Dalam acara tersebut bertindak sebagai pembicara dan pemantik diskusi adalah : Dr. Bambang Widarto, S.H., M.H., (Ketua Program Studi S2 Magister Hukum Fakultas Hukum Universitas Dirgantara Marsekal Suryadarma), Ridha Aditya Nugraha, S.H., LL.M., (Head of Air and Space Law Studies Universitas Prasetiya Mulya), Wisnu Darjono T.U, S.Si.T, S.Sos., M.M. (President of Centre for Strategic and Aviation Studies (CSAS) Indonesia.Adapun bertindak sebagai Moderator adalah Dian Purwaningrum Soemitro, S.H., M.Kn., C.Med.
Pada sesi pertama, Dr. Bambang Widarto menyampaikan antara lain bahwa untuk memahami pasal 3 Bis Konvensi Chicago 1944 (Convention on International Civil Aviation) harus memahami keseluruhan isi ketentuan pasal 3 Bis. Pada tanggal 10 Mei 1984 di Montreal telah ditandatangani Protokol Relating to an amendement to the Convention on International Civil Aviation (Signed at Montreal on 10 May 1984).
Disampaikan bahwa pertimbangan dalam penyusunan norma pasal 3 Bis tersebut antara lain adalah pertimbangan kemanusiaan yang paling mendasar (elementary considerasions of humanity). Substansi Pasal 3 bis tersebut antara lain menentukan bahwa negara mempunyai kewajiban hukum untuk menahan diri tidak menggunakan senjata terhadap pesawat udara sipil, dalam hal melakukan pencegatan ( interception), tidak membahayakan jiwa manusia yang berada didalam pesawat udara serta pesawat yang di interception itu sendiri.

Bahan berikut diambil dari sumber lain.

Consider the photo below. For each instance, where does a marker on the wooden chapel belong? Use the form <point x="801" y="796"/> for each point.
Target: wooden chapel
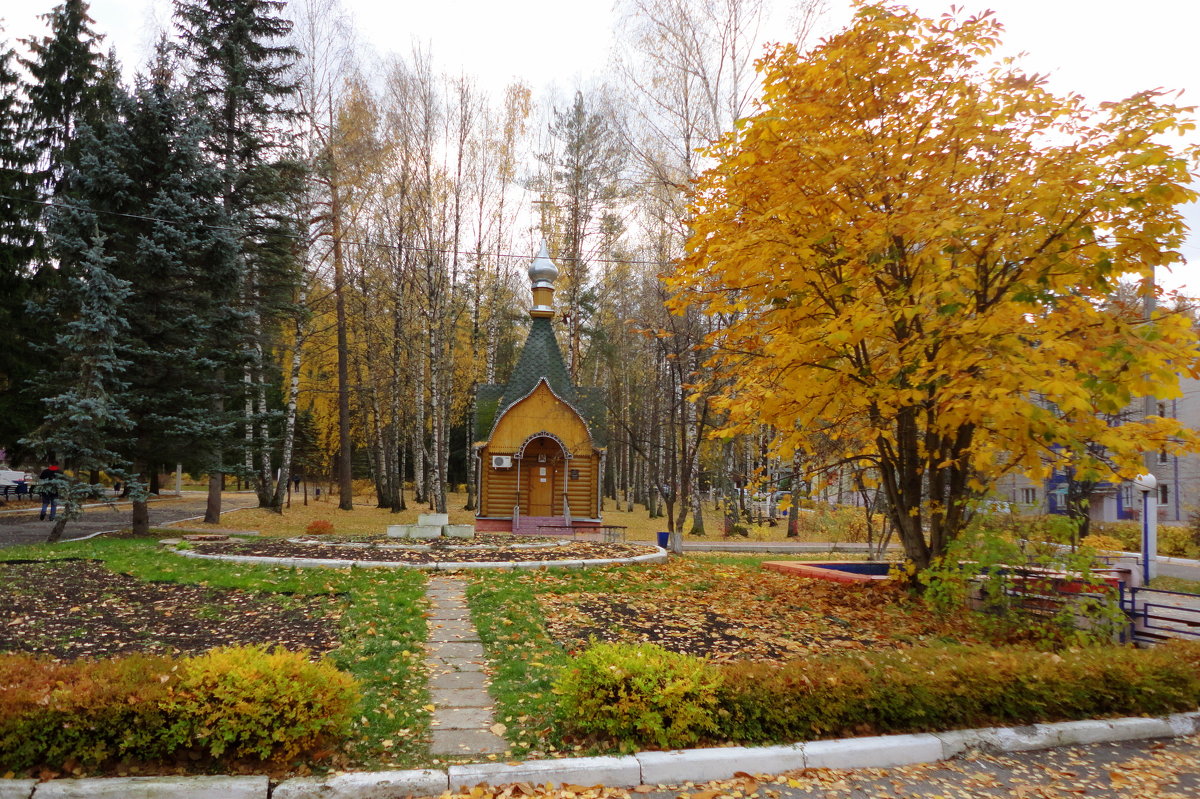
<point x="539" y="439"/>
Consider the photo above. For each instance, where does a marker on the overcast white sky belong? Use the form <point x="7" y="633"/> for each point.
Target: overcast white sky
<point x="1104" y="49"/>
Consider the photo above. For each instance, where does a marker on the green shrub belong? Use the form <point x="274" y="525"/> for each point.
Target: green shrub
<point x="81" y="714"/>
<point x="639" y="695"/>
<point x="945" y="689"/>
<point x="643" y="696"/>
<point x="319" y="527"/>
<point x="271" y="706"/>
<point x="232" y="703"/>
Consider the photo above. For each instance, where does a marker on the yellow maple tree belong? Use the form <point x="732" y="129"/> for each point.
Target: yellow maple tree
<point x="910" y="246"/>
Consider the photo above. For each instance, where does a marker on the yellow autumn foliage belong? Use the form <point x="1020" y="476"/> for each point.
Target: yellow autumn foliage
<point x="913" y="247"/>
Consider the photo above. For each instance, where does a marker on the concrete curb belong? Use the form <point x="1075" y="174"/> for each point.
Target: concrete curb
<point x="628" y="772"/>
<point x="659" y="556"/>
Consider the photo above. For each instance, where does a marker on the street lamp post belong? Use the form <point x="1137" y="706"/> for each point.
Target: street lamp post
<point x="1146" y="485"/>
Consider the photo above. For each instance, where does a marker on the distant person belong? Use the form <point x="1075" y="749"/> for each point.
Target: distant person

Ketentuan pasal 3 bis tersebut tidak boleh ditafsirkan memodifikasi hak dan kewajiban negara-negara yang telah ditentukan dalam piagam PBB. Ketentuan pasal 3 bis juga menentukan negara berhak memerintahkan pesawat udara sipil yang melakukan pelanggaran wilayah udara mendarat di bandar udara negara itu yang ditentukan.
Selanjutnya negara dituntut untuk memasukkan dalam perundang-undangan nasionalnya ketentuan violation dan hukuman yang berat (severe penalties) bagi para pemilik atau operator pesawat udara sipil yang terdaftar di negaranya yang melanggar prinsip pematuhan dalam menghadapi intersepsi oleh negara lain.Pada saat ini sudah terdapat 163 negara yang melakukan ratifikasi terhadap pasal 3 Bis tersebut, sehubungan dengan hal tersebut disarankan perlunya Pemerintah membentuk Tim Kelompok Kerja dari Kementerian yang terkait untuk membahas apakah Indonesia sudah saatnya meratifikasi pasal 3 Bis tersebut.
Dalam Diskusi Publik ini para peserta antusias yang ditandai dengan banyaknya pertanyaan dan diskusi baik secara langsung ataupun melalui online.Usai diskusi, digelar Perjanjian tr tandatangan Kerjasama antara Fakultas Hukum Universitas Pancasila dengan Fakultas Hukum Universitas Dirgantara Marsekal Suryadarma.Kerjasam ini dengan tujuan melaksanakan Tri Dharma Perguruan Tinggi.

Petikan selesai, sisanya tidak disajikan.